Previous research confirmed that HO-1 inhibited the nuclear translocation of the NF-κB p65 subunit to block the cascade of many downstream inflammatory factors, thereby increasing the nuclear translocation of Nrf2 and resulting in a neuroprotective effect on early brain damage caused by ICH (48). Other studies indicated that Nrf2 in microglia augmented antioxidative capacity, phagocytosis and hematoma clearance after ICH (16). In corroboration, the present data showed that increasing Nrf2 expression by inhibition of miR-93 decreased apoptosis in human microglial cells.

The present study has some limitations. Firstly, only the existence of the TGF-β1/miR-93/Nrf2 pathway in humans was confirmed. The present study did not harness the power of animal models to examine the effects of miR-93 on neurological behaviors, hematoma size, or prognosis after ICH. However, it is not often that a promising point of therapeutic intervention is verified in humans; our results are not restricted by the ever-present question of translation/replication from animals to humans. Future attempts to manipulate the ceRNA function of TGF-β1 as a potential ICH treatment would be strengthened by the knowledge that the mechanism exists in humans and can therefore be clinically applied. Secondly, some studies have used a treated HMO6 cell line to reflect the human brain injury (49,50); but there are still others, such as SH-SY5Y cell line or primary neurons, that can perform similar experiments.
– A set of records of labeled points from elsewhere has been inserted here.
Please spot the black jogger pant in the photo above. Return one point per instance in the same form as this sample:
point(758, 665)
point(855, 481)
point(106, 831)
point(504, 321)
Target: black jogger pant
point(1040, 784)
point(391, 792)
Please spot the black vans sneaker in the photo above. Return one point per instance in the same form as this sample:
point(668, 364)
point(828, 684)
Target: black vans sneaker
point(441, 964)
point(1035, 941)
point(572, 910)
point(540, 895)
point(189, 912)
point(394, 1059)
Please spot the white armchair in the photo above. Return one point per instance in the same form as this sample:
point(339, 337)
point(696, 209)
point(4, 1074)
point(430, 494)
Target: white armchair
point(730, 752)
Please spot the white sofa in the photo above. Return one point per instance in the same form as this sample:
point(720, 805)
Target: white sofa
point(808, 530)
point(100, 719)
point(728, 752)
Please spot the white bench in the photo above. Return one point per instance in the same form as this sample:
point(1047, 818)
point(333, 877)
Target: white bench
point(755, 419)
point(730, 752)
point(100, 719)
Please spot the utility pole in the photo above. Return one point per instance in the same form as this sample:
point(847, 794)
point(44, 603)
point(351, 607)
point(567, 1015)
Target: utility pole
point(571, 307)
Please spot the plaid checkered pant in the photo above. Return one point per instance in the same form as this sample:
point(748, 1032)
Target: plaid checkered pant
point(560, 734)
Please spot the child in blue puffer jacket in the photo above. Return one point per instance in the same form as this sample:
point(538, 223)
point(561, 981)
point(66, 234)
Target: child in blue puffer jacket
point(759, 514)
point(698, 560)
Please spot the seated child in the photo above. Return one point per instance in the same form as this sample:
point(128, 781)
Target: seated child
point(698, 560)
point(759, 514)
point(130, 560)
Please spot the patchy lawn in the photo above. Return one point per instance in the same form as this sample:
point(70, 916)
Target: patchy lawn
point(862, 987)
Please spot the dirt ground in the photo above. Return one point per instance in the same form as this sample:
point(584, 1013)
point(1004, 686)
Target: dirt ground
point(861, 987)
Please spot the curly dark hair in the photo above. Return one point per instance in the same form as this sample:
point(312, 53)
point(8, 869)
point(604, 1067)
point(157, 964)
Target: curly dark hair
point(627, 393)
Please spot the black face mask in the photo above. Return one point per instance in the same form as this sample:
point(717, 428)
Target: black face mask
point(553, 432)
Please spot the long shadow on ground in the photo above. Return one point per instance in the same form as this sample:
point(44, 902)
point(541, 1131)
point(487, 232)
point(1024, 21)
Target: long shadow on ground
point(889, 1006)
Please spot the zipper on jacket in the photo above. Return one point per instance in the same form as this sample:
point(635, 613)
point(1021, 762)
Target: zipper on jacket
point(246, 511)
The reason why HMO6 cells were used is that most of the evidence suggests that microglia cells are activated shortly after ICH and this activation contributes to secondary ICH-induced brain injury. The HMO6 cell line as human microglia are closer to the present study's experimental principle. The in vitro thrombin-toxicity model of ICH in primary human microglia cultured from resected brain tissue may not fully reflect the post-ICH changes in human microglia or other brain cell types in vivo. Furthermore, since the patient samples are limited, the present study failed to assess apoptosis in the patient samples. Finally, it is important to note that the control samples of human brain tissue did not represent a healthy brain environment. The patients who provided the control brain tissue did not have ICH but did exhibit other serious diseases, including epilepsy and glioma. Therefore, it is possible that these neurological diseases influenced the expression levels of Nrf2, TGF-β1 and miR-93, making the measurements an inaccurate baseline for comparison with the ICH condition. Nevertheless, the relatively even distribution of diseases and sampling locations strengthened the justification for a “non-ICH” control group.
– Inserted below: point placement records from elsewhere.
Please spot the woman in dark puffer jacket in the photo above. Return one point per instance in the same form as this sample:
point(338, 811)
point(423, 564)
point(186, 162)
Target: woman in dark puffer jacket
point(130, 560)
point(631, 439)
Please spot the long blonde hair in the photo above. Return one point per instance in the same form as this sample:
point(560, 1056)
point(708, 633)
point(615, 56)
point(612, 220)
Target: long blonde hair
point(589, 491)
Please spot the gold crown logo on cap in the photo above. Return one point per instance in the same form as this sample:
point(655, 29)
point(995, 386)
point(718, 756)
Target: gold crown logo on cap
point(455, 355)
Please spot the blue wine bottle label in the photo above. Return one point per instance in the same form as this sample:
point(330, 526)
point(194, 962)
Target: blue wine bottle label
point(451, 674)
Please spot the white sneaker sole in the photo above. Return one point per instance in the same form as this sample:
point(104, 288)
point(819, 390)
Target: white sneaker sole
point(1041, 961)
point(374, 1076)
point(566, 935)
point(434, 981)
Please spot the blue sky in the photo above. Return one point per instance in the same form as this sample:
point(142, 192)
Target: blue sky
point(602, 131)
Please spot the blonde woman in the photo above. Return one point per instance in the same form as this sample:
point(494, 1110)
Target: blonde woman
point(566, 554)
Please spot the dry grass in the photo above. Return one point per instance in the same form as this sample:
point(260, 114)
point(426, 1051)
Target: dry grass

In summary, the present study elucidated a novel function of TGF-β1, miR-93 and Nrf2 in ICH. The ceRNA mechanism activated following ICH involved the 3′UTR of TGF-β1 serving as a ceRNA to sponge miR-93, thereby increasing the expression of Nrf2 and decreasing apoptosis. The TGF-β1/miR-93/Nrf2 pathway could provide novel opportunities for ICH treatment; for instance, neuroprotection could be achieved by artificially increasing TGF-β1 expression in a localized manner or decreasing miR-93 expression after ICH to increase the expression of Nrf2. The next step towards a potential drug target is the verification of the TGF-β1, Nrf2 and miR-93 binding sites. Future challenges will be to understand why such ceRNA regulatory networks exist, how they may have evolved (perhaps via pseudogenes), and the consequences of perturbing them.